Simon Santschi est diplômé en technologie de l’industrie laitière et exploitant agricole, son épouse Nadja employée de commerce et restauratrice. Avec l’aide de toute la famille et des employés, ils passent l’été à traire, à produire, à régaler leurs hôtes, à les choyer, les entourer du matin au soir et du soir au matin. En hiver, Nadja et Simon tiennent le Site Alp comme une modeste buvette complétant l’offre touristique de ce merveilleux paysage enneigé. Leur petit Lionel les a rejoints en septembre dernier.

Les clients sont notre baromètre
90 vaches et 15 bœufs paissent sur les 100 hectares du Site Alp. La totalité du lait recueilli, avec celui d’une quarantaine de vaches d’estives avoisinantes, est transformé dans la fromagerie moderne en fromage d’alpage bernois, Mutschli, fromage à raclette et yaourt. Quant au petit-lait, Simon le donne à ses 150 cochons d’alpage pour le moins remuants. « Nous voulons au maximum travailler en circuit fermé ». En tout, il fabrique 14 tonnes de fromage par an, dont une tonne servie dans sa buvette. Un cinquième de la production est vendue au comptoir, à l’entrée de la cabane. Ils n’hésitent pas tenter de nouvelles recettes de temps à autre, comme le Mutschli aux herbes ou aux piments. « Nos clients sont le meilleur baromètre. Si le fromage leur plaît, nous en produisons un peu plus l’année suivante. »

Le Site Alp se démarque aussi par les activités proposées. En été le brunch du 1er Août, les séminaires, les sorties de groupe, les anniversaires – souvent accompagnés d’une visite de la fromagerie. En hiver, les hôtes sont surtout des skieurs de fond et des groupes de lugeurs. « Nous aimons le contact. Nous tenons à faire connaître notre exploitation agricole à nos visiteurs, confie Nadja. Sur notre carte, vous ne trouverez jamais de frites ni de jus d’orange. Nous recherchons l’authenticité : ce que nous proposons à la vente, nous le confectionnons ici, et nous aimons présenter les personnes qui les fabriquent. ». Simon précise qu’ils croient en un tourisme doux et durable.

La nature est le moteur
Ce sont les montagnes, leur quiétude et la simplicité de la nature qui ont incité Simon à vivre à l’alpage toute l’année. « Pour moi, descendre en ville est plus une obligation qu’un plaisir. », avoue-t-il. « J’aime être mon propre patron, décider quelle tâche accomplir à quel moment ». « Bien sûr, à la fin de l’été nous sommes fatigués », avoue Nadja, « mais l’hiver est plus calme, nous avons du temps pour nous. Malgré tout dès que le printemps arrive, nous sommes heureux de retrouver l’agitation de la haute saison. C’est comme un virus ! », assurent-ils.

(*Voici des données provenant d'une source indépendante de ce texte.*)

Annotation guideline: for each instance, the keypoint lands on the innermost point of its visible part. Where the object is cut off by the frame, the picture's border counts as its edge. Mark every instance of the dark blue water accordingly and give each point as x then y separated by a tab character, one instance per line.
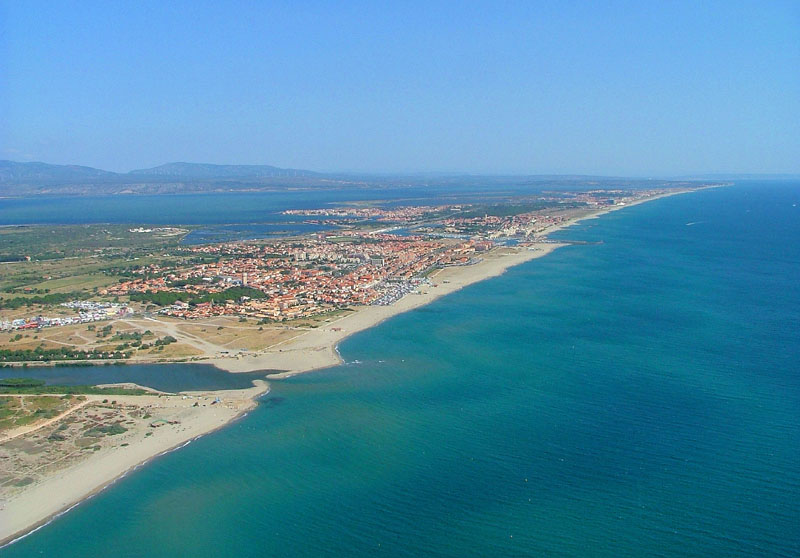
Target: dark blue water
640	397
227	208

Après le projet, c’est avant le projet
La famille Santschi a-t-elle des projets pour un futur proche ? « Le paiement sans espèces avec TWINT et la production de courant électrique maison », explique Nadja. Car ces deux-là ne manquent pas d’idées novatrices. Outre son „Alpen-Blog“ sur le site www.santschis.ch, Nadja relate des épisodes de l’été à l’alpage dans le journal régional. On la lit aussi dans les médias sociaux (Facebook et Instagram). Et dès qu’elle en trouve le temps, elle écrit ses propres histoires pour enfants.

 

Aujourd’hui, les zones d’estivage englobent un tiers de la surface agricole suisse et sont gérées par env. 6800 alpagistes. Ce travail est précieux car il contribue à l’attrait de notre pays. C’est grâce aux exploitantes et aux exploitants des alpages que la diversité végétale est préservée et que la pratique d’activités telles que la randonnée, le VTT et le ski est possible. Quand les pâturages d’altitude sont laissés à l’abandon, les paysages s’embroussaillent – au détriment du tourisme et de la région.